La journaliste de la chaîne ZDF Dunja Hayali n’a fait que son travail en évaluant de manière critique les principales positions de Charlie Kirk, militant politique américain assassiné. Elle est alors devenue la cible d’une campagne de haine orchestrée sur les réseaux sociaux. Selon des analyses, près d’un quart des comptes impliqués sont des faux profils programmés pour diffuser automatiquement des messages haineux (photo : Shutterstock).

La journaliste de la ZDF Dunja Hayali a été la cible d’une campagne de haine orchestrée après avoir critiqué le meurtre de l’activiste américain Charlie Kirk. Des menaces de mort, des comparaisons avec les nazis et des diffamations personnelles l’ont obligée à faire une pause dans les médias sociaux. Une analyse montre que 22% des comptes impliqués étaient des faux profils qui ont délibérément attisé l’indignation et créé l’impression d’un large rejet. L’analyse provient du service spécialisé Cyabra, qui peut identifier les fake news et les bots.

Cette forme de manipulation numérique n’est pas un cas isolé et concerne parfois aussi la Suisse. Ainsi, le présentateur de la SRF Sandro Brotz a été attaqué en ligne après plusieurs émissions d’Arena. Un nombre remarquablement élevé de nouveaux comptes ou de comptes anonymes se sont également mêlés à la discussion chez d’autres journalistes célèbres dans toute l’Europe et ont tenté de polariser le débat avec des commentaires extrêmes.

Pendant la pandémie de Corona, des scientifiques comme Marcel Salathé ou Isabella Eckerle ont également été délibérément discrédités en Suisse, souvent par le biais de profils automatisés ou coordonnés visant à saper la confiance dans la science et les médias.

Des études démontrent la vulnérabilité du public suisse :

  • Selon l’OCDE, seuls 55% des Suisses reconnaissent la désinformation ciblée, ce qui place la Suisse en queue de peloton des comparaisons internationales.
  • L’Office fédéral de la communication (OFCOM) montre que des plateformes comme YouTube et TikTok sont particulièrement vulnérables aux fausses informations renforcées par les algorithmes.
  • Environ 600 000 Suisses déclarent ne pas savoir comment gérer les fake news (OFS, 2023).

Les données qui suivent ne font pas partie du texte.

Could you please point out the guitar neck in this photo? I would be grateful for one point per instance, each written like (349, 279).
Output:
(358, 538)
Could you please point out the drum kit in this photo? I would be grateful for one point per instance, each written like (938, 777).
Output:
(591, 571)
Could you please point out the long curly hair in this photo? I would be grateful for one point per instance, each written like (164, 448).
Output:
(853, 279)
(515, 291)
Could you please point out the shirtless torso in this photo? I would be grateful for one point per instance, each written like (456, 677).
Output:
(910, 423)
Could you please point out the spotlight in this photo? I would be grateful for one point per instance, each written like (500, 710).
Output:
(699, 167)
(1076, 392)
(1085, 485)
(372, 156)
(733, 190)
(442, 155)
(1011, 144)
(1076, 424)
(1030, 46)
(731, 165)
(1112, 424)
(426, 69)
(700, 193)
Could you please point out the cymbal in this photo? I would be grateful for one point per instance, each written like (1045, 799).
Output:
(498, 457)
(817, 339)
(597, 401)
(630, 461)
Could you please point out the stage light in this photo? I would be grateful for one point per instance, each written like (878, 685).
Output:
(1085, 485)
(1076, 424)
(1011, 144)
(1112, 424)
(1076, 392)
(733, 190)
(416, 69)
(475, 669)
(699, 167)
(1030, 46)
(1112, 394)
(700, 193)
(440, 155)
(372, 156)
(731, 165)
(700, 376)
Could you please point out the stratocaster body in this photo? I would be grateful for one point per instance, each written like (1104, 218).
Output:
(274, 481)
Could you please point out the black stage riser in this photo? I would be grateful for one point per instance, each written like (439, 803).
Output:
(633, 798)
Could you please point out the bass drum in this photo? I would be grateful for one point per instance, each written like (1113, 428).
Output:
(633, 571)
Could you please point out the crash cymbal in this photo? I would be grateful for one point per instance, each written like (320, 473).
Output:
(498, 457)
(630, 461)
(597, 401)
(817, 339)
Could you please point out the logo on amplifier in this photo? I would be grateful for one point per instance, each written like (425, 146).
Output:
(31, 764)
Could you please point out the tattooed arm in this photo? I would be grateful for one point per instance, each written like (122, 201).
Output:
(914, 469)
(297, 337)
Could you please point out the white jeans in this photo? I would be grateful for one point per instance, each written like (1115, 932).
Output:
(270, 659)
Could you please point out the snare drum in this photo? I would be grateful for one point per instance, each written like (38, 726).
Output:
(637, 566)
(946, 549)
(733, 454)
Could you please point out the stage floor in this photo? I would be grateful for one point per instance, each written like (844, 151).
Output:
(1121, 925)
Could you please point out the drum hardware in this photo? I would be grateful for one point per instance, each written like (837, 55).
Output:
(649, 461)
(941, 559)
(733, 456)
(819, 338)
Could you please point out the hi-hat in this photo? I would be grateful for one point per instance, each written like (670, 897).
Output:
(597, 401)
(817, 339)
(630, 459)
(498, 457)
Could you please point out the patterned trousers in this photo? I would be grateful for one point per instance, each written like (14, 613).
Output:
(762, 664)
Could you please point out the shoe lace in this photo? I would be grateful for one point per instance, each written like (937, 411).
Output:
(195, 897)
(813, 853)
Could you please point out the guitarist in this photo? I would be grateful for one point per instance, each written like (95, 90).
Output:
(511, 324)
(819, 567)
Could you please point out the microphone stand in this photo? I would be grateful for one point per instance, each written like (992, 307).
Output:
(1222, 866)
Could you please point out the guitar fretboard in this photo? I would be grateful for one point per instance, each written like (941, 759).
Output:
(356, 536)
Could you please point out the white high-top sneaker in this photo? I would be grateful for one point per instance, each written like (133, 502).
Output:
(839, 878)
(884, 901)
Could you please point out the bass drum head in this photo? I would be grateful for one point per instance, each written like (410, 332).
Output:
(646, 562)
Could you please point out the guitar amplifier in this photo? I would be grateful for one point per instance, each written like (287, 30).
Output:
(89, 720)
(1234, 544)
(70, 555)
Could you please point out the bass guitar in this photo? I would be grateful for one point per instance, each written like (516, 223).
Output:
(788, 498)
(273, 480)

L’influence de l’étranger est particulièrement explosive. Le Service de renseignement de la Confédération (SRC) a identifié des comptes d’influence russes qui ont diffusé de manière ciblée des contenus critiques à l’égard de la migration pendant la campagne électorale de 2023. En outre, « Russia Today » a multiplié par dix sa couverture médiatique de la Suisse depuis 2024, dans le but de remettre en question la neutralité et de semer la méfiance à l’égard des valeurs occidentales.

Le récit central de telles campagnes est très similaire à celui dont a été victime la journaliste de la ZDF :

  • « Médias d’État » : la SRF et d’autres chaînes publiques sont présentées comme faisant partie d’une prétendue machine de propagande.
  • « Censure » : les voix critiques sont réprimées, tandis que la « fidélité au système » est récompensée.
  • « L’élite contre le peuple » : les journalistes et les experts sont diffamés comme étant déconnectés et éloignés du peuple.

Ces schémas le montrent : Les faux comptes déforment la perception de ce qui fait consensus dans la société. Ils créent une indignation artificielle, font pression sur les individus et tentent de délégitimer les institutions.

Dans la démocratie directe qu’est la Suisse, il est essentiel que le public soit informé. Il faut davantage de compétences médiatiques numériques, des règles de plateforme transparentes et une position claire en faveur du journalisme indépendant, chez nous aussi.